The facts and circumstances aforestated are outward acts and proven conduct indicating bad faith of
petitioners as possessor and builder.
Articles 449, 450 and 451 of the New Civil Code, read:
Article 449 - He who builds ... in bad faith on the land of another, losses what is built, ... without right to
indemnity.
xxx xxx xxx
Article 450 - The owner of the land on which anything has been built, ... in bad faith may demand the
demolition of the work, ... in order to replace things in their former condition at the expense of the person
who built, ...; or he may compel the builder ... to pay the price of the land, ...
- and Article 451 - In the cases of the two preceding articles, the landowner is entitled to damages from the
builder...
Under the aforecited Articles 449 and 450, the landowner has three alternative rights, either:
1. to appropriate what has been built without any obligation to pay indemnity therefor; or
2. to demand the builder to remove what he had built; or
3. to compel the builder to pay the value of the land.
In any event, he (landowner) is entitled to be indemnified by the builder in bad faith, pursuant to Article
451 supra.
[24]

In the case under consideration, private respondent Ricardo Ramos availed of the second alternative,
which option is legally feasible under the attendant facts and circumstances.

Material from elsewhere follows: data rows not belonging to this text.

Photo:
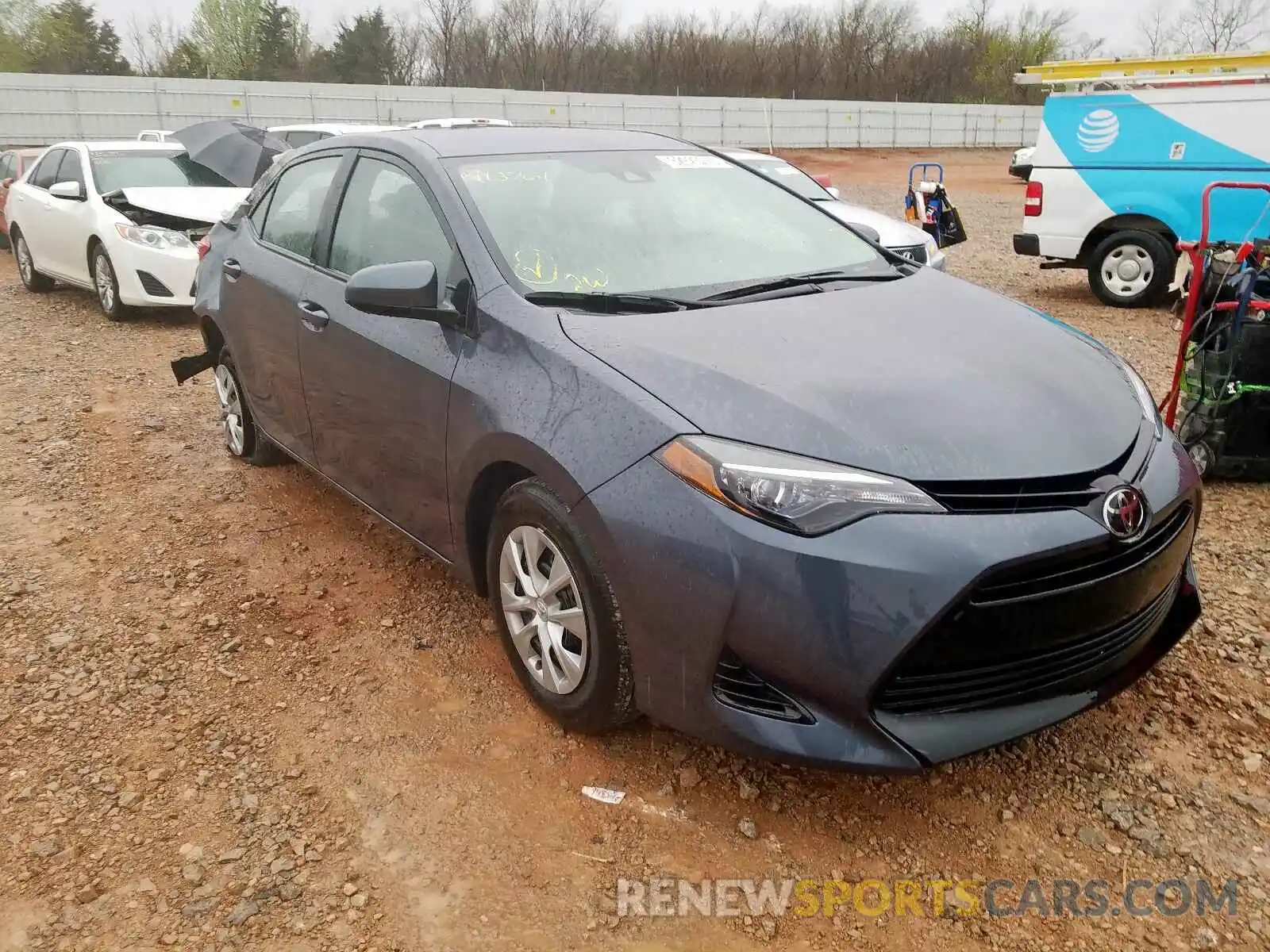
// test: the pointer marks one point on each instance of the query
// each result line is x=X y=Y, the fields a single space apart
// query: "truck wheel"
x=1132 y=270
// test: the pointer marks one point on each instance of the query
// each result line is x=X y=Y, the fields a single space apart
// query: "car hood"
x=892 y=232
x=197 y=203
x=927 y=378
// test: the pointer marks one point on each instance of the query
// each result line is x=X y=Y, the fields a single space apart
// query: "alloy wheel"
x=544 y=609
x=23 y=254
x=232 y=409
x=105 y=278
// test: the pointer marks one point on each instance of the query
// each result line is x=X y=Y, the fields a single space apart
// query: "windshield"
x=645 y=222
x=146 y=169
x=789 y=175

Lastly, the land titles relied upon by herein petitioners do not suffice to establish good faith on their
part. Even the action on their public land application is only recommendatory and not yet final, as it was still
subject to the approval of the Director of Lands. The tax declarations prove only the de Veras claim of
ownership, and when not supported by other effective evidence, are no proof of the right of possession of
subject realty.[25]
In contrast, Portions B and C are covered by Original Certificate of Title No. P-5619 and Transfer
Certificate of Title No. T-133705, issued in the name of private respondent Ricardo Ramos, which is
conclusive as to all matters therein contained, particularly, the identity of the owner of the land covered
thereby.
All things studiedly considered, the court believes, and so holds, that the respondent court erred not in
modifying the decision of the trial court of origin in Civil Case No. Br. II-1861.
WHEREFORE, for lack of merit, the Petition is hereby DENIED and the Decision of the Court of
Appeals in CA GR CV No. 21507 AFFIRMED in toto. No pronouncement as to costs.
SO ORDERED. Romero, (Chairman), Vitug, Panganiban, and Gonzaga-Reyes, JJ., concur.